Asian stock markets declined on Friday as investors pulled back from risk assets, pressured by concerns over elevated technology valuations and persistent geopolitical tensions in the Middle East. Despite strong quarterly earnings from AI giant Nvidia, market sentiment remained cautious, driving demand for safe-haven assets such as the Japanese yen, U.S. Treasuries, and gold.
Japan’s Nikkei index dropped 0.8%, tracking overnight losses on Wall Street, while MSCI’s broad Asia-Pacific index outside Japan fell 0.4%. Nvidia reported better-than-expected January-quarter results and issued an upbeat revenue forecast, yet investors appeared reluctant to push the stock higher at its current valuation. U.S. equity futures also edged lower in Asian trading, with S&P 500 E-minis down 0.41% and Nasdaq 100 E-minis off 0.36%, reflecting broader caution around AI stocks and tech sector valuations.
Geopolitical uncertainty further dampened investor confidence. Talks between the United States and Iran over Tehran’s nuclear program showed tentative progress, according to Oman’s foreign minister, but no clear breakthrough emerged. Markets continue to price in the risk of potential U.S. military action, keeping oil prices volatile. U.S. crude rose slightly to $65.27 per barrel as traders adopted a wait-and-see approach.
Currency markets showed modest movement. The dollar index inched up to 97.77, while the yen strengthened 0.2% to 155.86 per dollar.
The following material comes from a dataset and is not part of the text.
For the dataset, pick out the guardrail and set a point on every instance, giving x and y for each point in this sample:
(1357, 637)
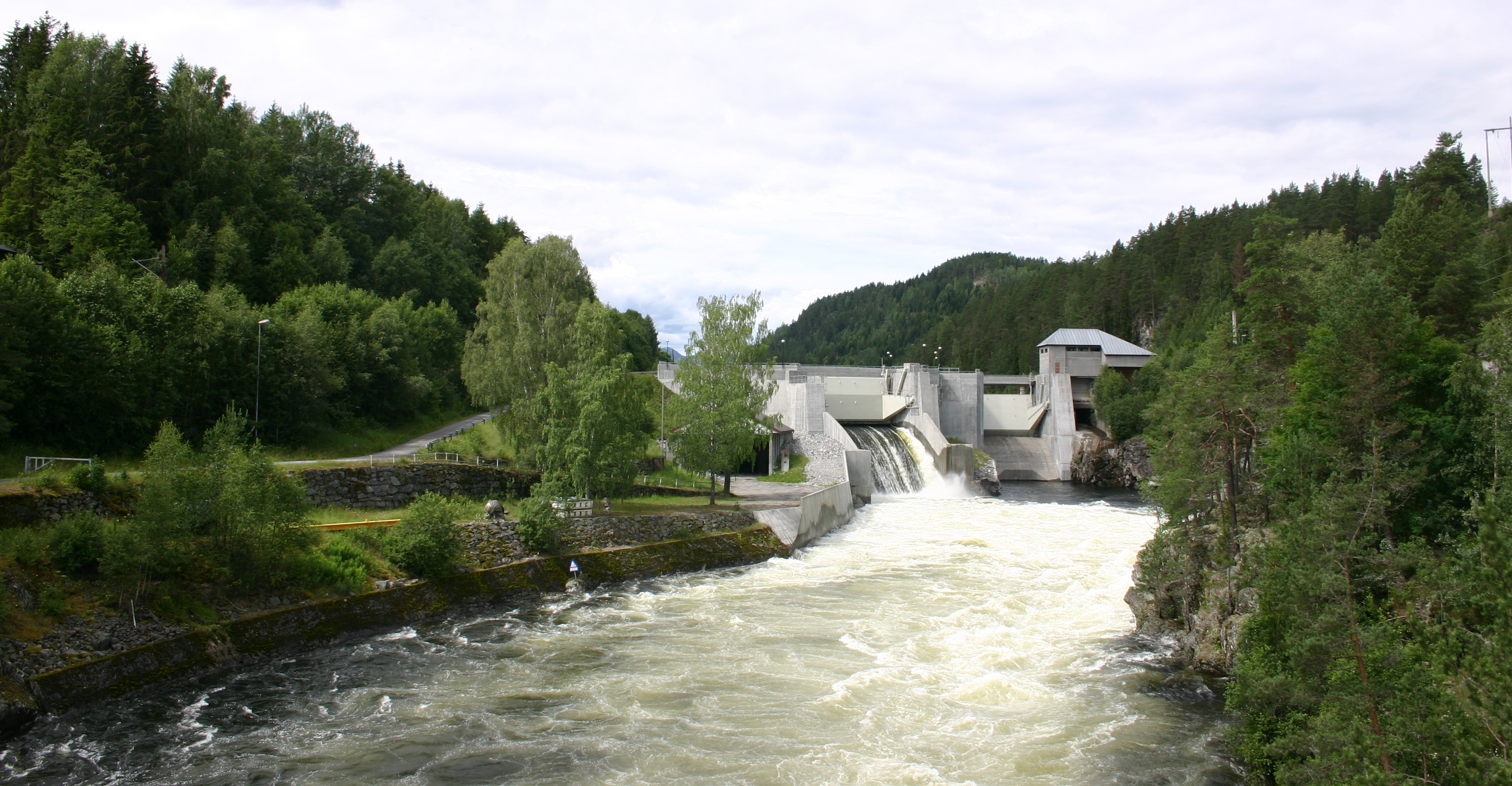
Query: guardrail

The euro and British pound remained largely stable. U.S. 10-year Treasury yields slipped to 4.002%, signaling ongoing demand for safer assets.
In Asia, economic data from Japan revealed cooling inflation in Tokyo and weaker factory output, complicating the Bank of Japan’s policy outlook. Meanwhile, China’s central bank announced it would remove foreign exchange risk reserves for certain forward contracts, lowering dollar-buying costs and supporting the yuan.
Gold held near recent highs, while cryptocurrencies saw mild declines, with bitcoin trading around $67,290 and ether near $2,016, underscoring broader market caution.